Minimal polynomial of $\alpha + \beta$ over $\mathbb{Q}$
The way to compute this is as follows: if $A$ is a matrix which has $\alpha$ as an eigenvalue and $B$ is a matrix that has $\beta$ as an eigenvalue, then $A \otimes I + I \otimes B$ is a matrix that has $\alpha + \beta$ as an eigenvalue. This is because if $Av = \alpha v$ and $Bw = \beta w$ then
$$ (A \otimes I + I \otimes B)(v \otimes w) = (Av \otimes Iw) + (Iv \otimes Bw) = (\alpha + \beta)(v \otimes w). $$
To get $A$ and $B$, you can use the companion matrix of a polynomial:
$$ \mathrm{Char. Poly.} \begin{pmatrix} 0 & 0 & \dots & -a_0 \\ 1 & 0 & \dots & -a_1 \\ 0 & 1 & \dots & -a_2 \\ \vdots & \vdots & \ddots & \vdots \\ 0 & 0 & \dots & -a_{n-1} \end{pmatrix} = x^n + a_{n-1}x^{n - 1} + \dots + a_0. $$
If you do this computation, you'll find that the characteristic polynomial of $$ \begin{pmatrix} 0 & 0 & -1 \\ 1 & 0 & -1 \\ 0 & 1 & 0 \end{pmatrix} \otimes I_2 + I_3 \otimes \begin{pmatrix} 0 & 3 \\ 1 & -1 \end{pmatrix} $$ is $x^6 + 3x^5 - 4x^4 - 11x^3 + 25x^2 + 52x -39$ and that's the minimal polynomial of $\alpha + \beta$.
Here’s another method:
The roots of the second (quadratic) polynomial are $\beta$ and $\overline\beta=-1-\beta$ (because the sum of the roots has to be the negative of the next-highest coefficient).
Now take the polynomial $f(X)=X^3+X+1$, which is the minimal polynomial for $\alpha$, and write $g(X)=f(X-\beta)$, which is a polynomial with $\alpha+\beta$ for a root, coefficients in $\Bbb Q(\beta)$. Also, write $\overline g(X)=f(X-\overline\beta)$, just what you get from $g(X)$ by replacing $\beta$ by $\overline\beta$. If we’ve done everything right, we’ll get $g\overline g$ to have rational coefficients. In fact, \begin{align} g(X)&=X^3-3\beta X^2 +(10-3\beta)X +4-5\beta\\ \overline g(X)&=X^3+(3+3\beta)X^2+(13+3\beta)X+9+5\beta\\ g\overline g(X)&=X^6 +3X^5-4X^4-11X^3+25X^2+52X-39\,, \end{align} as desired.
(This is easily done by hand, if you work carefully.
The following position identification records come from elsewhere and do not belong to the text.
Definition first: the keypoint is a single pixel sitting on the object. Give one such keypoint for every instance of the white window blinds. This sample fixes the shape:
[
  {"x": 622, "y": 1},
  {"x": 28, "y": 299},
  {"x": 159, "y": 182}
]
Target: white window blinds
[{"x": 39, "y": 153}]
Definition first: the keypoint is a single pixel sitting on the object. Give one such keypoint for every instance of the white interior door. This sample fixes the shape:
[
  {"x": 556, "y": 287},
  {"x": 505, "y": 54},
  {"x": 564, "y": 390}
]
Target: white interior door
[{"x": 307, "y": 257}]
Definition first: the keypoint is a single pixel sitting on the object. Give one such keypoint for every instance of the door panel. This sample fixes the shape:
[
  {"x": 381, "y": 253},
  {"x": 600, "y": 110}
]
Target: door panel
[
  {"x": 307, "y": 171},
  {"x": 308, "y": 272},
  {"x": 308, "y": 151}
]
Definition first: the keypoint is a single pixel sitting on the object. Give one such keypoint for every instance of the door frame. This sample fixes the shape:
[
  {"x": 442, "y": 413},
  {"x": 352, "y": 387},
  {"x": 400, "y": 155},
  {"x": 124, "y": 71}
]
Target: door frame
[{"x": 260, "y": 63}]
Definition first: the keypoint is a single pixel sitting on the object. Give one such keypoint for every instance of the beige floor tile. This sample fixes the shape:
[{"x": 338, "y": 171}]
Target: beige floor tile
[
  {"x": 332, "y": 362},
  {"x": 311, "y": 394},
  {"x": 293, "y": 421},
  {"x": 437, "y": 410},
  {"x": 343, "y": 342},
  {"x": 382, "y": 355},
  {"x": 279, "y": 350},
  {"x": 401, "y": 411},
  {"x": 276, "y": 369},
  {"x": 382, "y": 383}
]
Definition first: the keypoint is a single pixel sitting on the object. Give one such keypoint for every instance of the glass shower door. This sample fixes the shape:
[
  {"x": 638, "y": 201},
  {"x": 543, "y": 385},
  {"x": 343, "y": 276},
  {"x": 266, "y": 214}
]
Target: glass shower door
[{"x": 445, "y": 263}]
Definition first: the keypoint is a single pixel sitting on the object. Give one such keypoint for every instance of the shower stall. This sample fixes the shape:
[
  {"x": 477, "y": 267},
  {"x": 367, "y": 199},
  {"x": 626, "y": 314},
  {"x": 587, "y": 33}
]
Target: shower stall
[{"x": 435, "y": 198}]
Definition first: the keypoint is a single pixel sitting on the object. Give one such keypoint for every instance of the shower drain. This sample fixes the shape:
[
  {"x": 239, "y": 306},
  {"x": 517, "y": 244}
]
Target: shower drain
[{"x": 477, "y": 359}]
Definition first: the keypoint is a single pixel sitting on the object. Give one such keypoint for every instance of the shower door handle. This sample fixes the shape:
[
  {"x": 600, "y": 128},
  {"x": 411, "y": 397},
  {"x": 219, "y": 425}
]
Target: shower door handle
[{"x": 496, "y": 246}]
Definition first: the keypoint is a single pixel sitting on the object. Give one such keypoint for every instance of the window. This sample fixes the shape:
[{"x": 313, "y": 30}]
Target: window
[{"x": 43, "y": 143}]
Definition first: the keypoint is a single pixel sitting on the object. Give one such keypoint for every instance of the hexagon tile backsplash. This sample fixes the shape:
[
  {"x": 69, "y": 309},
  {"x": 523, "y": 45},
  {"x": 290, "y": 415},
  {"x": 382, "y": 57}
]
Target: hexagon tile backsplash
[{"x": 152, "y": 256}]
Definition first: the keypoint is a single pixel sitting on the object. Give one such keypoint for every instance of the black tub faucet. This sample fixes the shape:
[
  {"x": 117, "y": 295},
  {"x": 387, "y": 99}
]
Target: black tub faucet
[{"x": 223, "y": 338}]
I confess that I was feeling lazy, and used a symbolic-computation package to do it. If working by hand, you may find it easier to use what you know about $\beta$, namely that it’s equal to $\frac{-1+\sqrt{13}}2$, when $\overline\beta$ is the same thing with a minus sign in front of the radical.)